Biased bots: Human prejudices sneak into artificial intelligence systems

April 13, 2017, Princeton University
Researchers found that certain search terms revealed AI bias. Credit: Princeton University

In debates over the future of artificial intelligence, many experts think of the new systems as coldly logical and objectively rational. But in a new study, researchers have demonstrated how machines can be reflections of us, their creators, in potentially problematic ways. Common machine learning programs, when trained with ordinary human language available online, can acquire cultural biases embedded in the patterns of wording, the researchers found. These biases range from the morally neutral, like a preference for flowers over insects, to the objectionable views of race and gender.

Identifying and addressing possible bias in will be critically important as we increasingly turn to computers for processing the natural language humans use to communicate, for instance in doing online text searches, image categorization and automated translations.

"Questions about fairness and bias in machine learning are tremendously important for our society," said researcher Arvind Narayanan, an assistant professor of computer science and an affiliated faculty member at the Center for Information Technology Policy (CITP) at Princeton University, as well as an affiliate scholar at Stanford Law School's Center for Internet and Society. "We have a situation where these systems may be perpetuating historical patterns of bias that we might find socially unacceptable and which we might be trying to move away from."

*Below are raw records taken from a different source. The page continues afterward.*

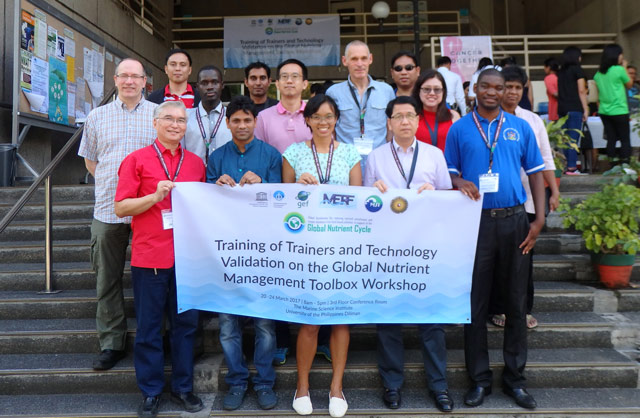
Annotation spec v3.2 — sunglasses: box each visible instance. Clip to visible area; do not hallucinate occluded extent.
[393,64,417,73]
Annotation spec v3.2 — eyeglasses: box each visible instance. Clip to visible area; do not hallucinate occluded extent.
[116,74,144,81]
[420,87,442,94]
[391,113,418,122]
[156,116,187,125]
[309,115,336,123]
[280,73,302,82]
[392,64,417,73]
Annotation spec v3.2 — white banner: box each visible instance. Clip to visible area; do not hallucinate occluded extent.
[224,15,340,68]
[440,36,493,81]
[172,183,482,324]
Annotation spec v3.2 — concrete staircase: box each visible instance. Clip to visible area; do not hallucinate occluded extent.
[0,176,640,417]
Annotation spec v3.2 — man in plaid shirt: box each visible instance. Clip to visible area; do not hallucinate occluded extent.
[78,58,157,370]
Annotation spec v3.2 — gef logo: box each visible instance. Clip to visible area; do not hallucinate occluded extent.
[320,193,356,209]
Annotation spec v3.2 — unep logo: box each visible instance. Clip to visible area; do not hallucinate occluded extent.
[284,212,304,234]
[364,195,382,212]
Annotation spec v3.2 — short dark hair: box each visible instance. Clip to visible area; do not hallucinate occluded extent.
[226,96,258,120]
[502,65,529,87]
[391,51,418,67]
[436,55,451,67]
[196,65,222,82]
[164,48,193,67]
[244,61,271,78]
[302,94,340,120]
[384,96,420,119]
[276,58,308,80]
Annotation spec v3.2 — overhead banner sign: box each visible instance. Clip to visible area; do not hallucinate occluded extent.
[224,15,340,68]
[172,183,482,325]
[440,36,493,81]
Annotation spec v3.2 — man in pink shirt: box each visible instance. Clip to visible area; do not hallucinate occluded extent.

The paper, "Semantics derived automatically from language corpora contain human-like biases," published April 14 in Science. Its lead author is Aylin Caliskan, a postdoctoral research associate and a CITP fellow at Princeton; Joanna Bryson, a reader at University of Bath, and CITP affiliate, is a coauthor.

Researchers found that searches revealed hidden AI bias. Credit: Princeton University

As a touchstone for documented human biases, the study turned to the Implicit Association Test, used in numerous social psychology studies since its development at the University of Washington in the late 1990s. The test measures response times (in milliseconds) by human subjects asked to pair word concepts displayed on a computer screen. Response times are far shorter, the Implicit Association Test has repeatedly shown, when subjects are asked to pair two concepts they find similar, versus two concepts they find dissimilar.

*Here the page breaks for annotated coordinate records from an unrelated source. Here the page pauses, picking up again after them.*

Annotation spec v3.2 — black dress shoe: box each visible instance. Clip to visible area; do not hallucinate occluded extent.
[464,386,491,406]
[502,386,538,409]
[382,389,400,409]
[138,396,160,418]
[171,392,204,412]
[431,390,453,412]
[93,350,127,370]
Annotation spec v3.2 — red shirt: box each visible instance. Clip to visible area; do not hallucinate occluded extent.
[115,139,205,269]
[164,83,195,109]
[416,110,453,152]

Take flower types, like "rose" and "daisy," and insects like "ant" and "moth." These words can be paired with pleasant concepts, like "caress" and "love," or unpleasant notions, like "filth" and "ugly." People more quickly associate the flower words with pleasant concepts, and the insect terms with unpleasant ideas.

The Princeton team devised an experiment with a program where it essentially functioned like a machine learning version of the Implicit Association Test. Called GloVe, and developed by Stanford University researchers, the popular, open-source program is of the sort that a startup machine learning company might use at the heart of its product. The GloVe algorithm can represent the co-occurrence statistics of words in, say, a 10-word window of text. Words that often appear near one another have a stronger association than those words that seldom do.

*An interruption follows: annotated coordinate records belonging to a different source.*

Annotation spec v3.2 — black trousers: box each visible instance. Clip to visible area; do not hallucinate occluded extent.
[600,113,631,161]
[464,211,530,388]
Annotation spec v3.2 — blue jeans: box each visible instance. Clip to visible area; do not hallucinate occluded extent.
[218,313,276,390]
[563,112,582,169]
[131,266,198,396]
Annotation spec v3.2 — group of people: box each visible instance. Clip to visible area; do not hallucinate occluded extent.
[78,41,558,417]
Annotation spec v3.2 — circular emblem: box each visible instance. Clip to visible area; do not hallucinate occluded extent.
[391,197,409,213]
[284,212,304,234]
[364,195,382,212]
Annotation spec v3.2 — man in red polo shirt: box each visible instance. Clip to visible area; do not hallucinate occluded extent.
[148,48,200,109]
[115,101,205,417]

The Stanford researchers turned GloVe loose on a huge trawl of contents from the World Wide Web, containing 840 billion words. Within this large sample of written human culture, Narayanan and colleagues then examined sets of so-called target words, like "programmer, engineer, scientist" and "nurse, teacher, librarian" alongside two sets of attribute words, such as "man, male" and "woman, female," looking for evidence of the kinds of biases humans can unwittingly possess.

Predicted percentage of women with a certain name. Credit: Aylin Caliskan

In the results, innocent, inoffensive biases, like for flowers over bugs, showed up, but so did examples along lines of gender and race. As it turned out, the Princeton machine learning experiment managed to replicate the broad substantiations of bias found in select Implicit Association Test studies over the years that have relied on live, human subjects.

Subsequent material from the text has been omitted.